In sala propone “La chimera” e “Cento domeniche”

Arrivano dalla Festa del Cinema di Roma i due film da vedere questo mese
Foto di Gerd Altmann da Pixabay

Ci fa sempre piacere quando questa rubrica di segnalazioni può concentrarsi su film italiani, e la Festa del Cinema di Roma è stata l’occasione per vederne tanti, praticamente tutte le principali uscite dei mesi a venire.

La Chimera di Alice Rohrwacher

La scelta ricade sulla regista giovane probabilmente più brava dell’attuale panorama nazionale e su un autore/attore che ha ormai instaurato un proficuo rapporto con il pubblico, a cui ha regalato negli anni tanti personaggi sia creati appositamente per la sala cinematografica che riproposti dai suoi successi televisivi: Alice Rohrwacher e Antonio Albanese.

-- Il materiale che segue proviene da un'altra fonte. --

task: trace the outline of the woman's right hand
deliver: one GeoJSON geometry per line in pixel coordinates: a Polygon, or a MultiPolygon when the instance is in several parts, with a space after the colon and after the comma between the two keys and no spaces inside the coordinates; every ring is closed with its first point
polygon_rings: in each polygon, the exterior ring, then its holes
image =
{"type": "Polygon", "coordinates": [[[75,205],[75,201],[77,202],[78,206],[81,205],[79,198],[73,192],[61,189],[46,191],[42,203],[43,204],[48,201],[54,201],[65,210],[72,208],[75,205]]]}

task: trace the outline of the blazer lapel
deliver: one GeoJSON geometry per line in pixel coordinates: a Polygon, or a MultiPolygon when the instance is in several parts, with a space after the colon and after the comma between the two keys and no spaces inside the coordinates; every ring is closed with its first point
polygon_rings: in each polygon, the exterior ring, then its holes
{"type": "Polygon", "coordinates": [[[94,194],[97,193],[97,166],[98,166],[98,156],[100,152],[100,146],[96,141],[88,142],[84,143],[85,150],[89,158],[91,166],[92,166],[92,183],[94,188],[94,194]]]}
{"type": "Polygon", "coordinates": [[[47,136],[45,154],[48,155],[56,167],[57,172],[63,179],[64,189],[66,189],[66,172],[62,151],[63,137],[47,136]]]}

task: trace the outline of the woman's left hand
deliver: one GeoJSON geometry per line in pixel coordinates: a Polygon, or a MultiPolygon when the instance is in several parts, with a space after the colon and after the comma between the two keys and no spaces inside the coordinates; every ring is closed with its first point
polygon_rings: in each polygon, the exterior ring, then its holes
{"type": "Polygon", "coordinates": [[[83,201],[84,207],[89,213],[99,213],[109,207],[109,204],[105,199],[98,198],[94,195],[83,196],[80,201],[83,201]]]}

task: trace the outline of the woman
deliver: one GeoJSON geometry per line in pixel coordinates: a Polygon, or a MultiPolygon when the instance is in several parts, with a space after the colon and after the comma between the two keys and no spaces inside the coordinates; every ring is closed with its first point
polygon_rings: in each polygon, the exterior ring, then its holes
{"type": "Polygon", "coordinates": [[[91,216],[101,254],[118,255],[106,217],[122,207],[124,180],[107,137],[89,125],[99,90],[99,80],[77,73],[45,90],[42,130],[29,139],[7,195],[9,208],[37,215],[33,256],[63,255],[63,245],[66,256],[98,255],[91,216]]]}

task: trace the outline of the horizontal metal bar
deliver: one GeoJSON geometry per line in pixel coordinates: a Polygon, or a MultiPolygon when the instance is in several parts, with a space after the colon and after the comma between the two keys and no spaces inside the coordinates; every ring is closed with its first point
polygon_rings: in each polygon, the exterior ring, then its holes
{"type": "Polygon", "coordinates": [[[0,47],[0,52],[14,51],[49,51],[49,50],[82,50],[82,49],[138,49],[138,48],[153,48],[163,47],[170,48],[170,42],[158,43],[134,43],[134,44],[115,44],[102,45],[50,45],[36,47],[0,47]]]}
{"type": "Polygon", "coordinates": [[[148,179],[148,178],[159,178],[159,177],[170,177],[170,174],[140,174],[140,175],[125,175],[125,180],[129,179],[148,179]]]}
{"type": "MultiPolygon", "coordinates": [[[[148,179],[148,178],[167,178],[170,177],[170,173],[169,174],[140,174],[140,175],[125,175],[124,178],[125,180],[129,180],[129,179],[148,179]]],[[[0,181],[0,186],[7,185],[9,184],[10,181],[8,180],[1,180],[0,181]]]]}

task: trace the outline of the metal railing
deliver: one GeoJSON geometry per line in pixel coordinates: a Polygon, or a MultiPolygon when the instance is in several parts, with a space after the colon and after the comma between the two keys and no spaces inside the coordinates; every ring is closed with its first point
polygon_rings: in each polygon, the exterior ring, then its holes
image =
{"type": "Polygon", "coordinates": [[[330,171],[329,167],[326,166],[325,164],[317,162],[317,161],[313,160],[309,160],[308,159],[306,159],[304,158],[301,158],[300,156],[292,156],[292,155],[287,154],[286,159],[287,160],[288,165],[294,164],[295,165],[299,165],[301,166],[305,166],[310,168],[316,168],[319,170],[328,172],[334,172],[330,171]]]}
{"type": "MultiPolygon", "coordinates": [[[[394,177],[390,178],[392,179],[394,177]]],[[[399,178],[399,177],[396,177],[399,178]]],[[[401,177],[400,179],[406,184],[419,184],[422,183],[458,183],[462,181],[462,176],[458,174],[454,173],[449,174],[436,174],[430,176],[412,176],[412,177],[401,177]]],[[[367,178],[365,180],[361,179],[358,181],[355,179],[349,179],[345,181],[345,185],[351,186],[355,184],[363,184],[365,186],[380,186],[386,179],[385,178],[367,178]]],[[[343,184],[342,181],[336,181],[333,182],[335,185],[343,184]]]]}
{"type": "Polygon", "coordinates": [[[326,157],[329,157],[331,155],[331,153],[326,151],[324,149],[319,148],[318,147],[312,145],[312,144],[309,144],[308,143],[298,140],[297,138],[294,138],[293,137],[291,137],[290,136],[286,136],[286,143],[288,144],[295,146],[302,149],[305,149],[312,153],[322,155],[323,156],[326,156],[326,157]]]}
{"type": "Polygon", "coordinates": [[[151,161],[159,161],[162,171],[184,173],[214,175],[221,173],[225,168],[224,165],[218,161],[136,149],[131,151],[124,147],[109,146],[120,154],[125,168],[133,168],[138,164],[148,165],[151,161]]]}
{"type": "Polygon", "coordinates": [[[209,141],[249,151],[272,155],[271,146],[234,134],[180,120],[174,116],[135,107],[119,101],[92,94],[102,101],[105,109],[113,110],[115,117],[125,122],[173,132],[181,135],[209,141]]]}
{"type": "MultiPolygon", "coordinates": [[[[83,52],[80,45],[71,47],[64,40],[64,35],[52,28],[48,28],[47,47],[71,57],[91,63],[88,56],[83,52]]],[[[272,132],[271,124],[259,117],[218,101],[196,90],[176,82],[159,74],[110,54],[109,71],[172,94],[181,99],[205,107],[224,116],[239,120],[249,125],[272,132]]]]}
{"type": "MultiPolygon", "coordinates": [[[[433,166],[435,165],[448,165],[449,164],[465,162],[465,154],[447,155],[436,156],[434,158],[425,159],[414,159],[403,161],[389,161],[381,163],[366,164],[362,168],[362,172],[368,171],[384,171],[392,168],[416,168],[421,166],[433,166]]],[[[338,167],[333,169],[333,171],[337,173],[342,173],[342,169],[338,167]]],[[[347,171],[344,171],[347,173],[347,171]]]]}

In sala da oggi “La chimera” di Alice Rohrwacher, già in Concorso al Festival di Cannes e pupilla della selezione transalpina. L’ulteriore passaggio nella sezione Best of 2023 della Festa di Roma certifica lo status dell’autrice, di cui consigliamo comunque di recuperare il trittico precedente (“Corpo celeste”, “Le meraviglie” e “Lazzaro felice”), una personalissima via francescana al cinema e al rapporto tra l’uomo e la Natura.

Cento domeniche di Antonio Albanese

Un rabdomante inglese (Josh O’ Connor) riesce a scovare le nascoste tombe etrusche dell’alto Viterbese, ed è quindi una sorta di supereroe per un gruppo di tombaroli che sulla vendita dei reperti vivono e prosperano. Un pretesto per ragionare sulla vita e sulla morte, sull’amore e l’odio, sulla decadenza delle classi sociali privilegiate del passato sulle cui briciole riescono a impostare l’esistenza i neo-sottoproletari odierni.

Sempre oggi, arriva nei cinema anche “Cento domeniche”, l’ultima fatica diretta e interpretata da Antonio Albanese.

E proprio di fatica dell’esistenza si può parlare per il protagonista Antonio, rimasto coinvolto in un crack bancario che rischia di lasciarlo letteralmente sul lastrico. Non è più tempo di personaggi lievi e distaccati (ci viene in mente, ad esempio, l’esordio “Uomo d’acqua dolce”, o il protagonista de “L’intrepido” di Gianni Amelio), il contemporaneo contiene inevitabilmente il tragico al suo interno.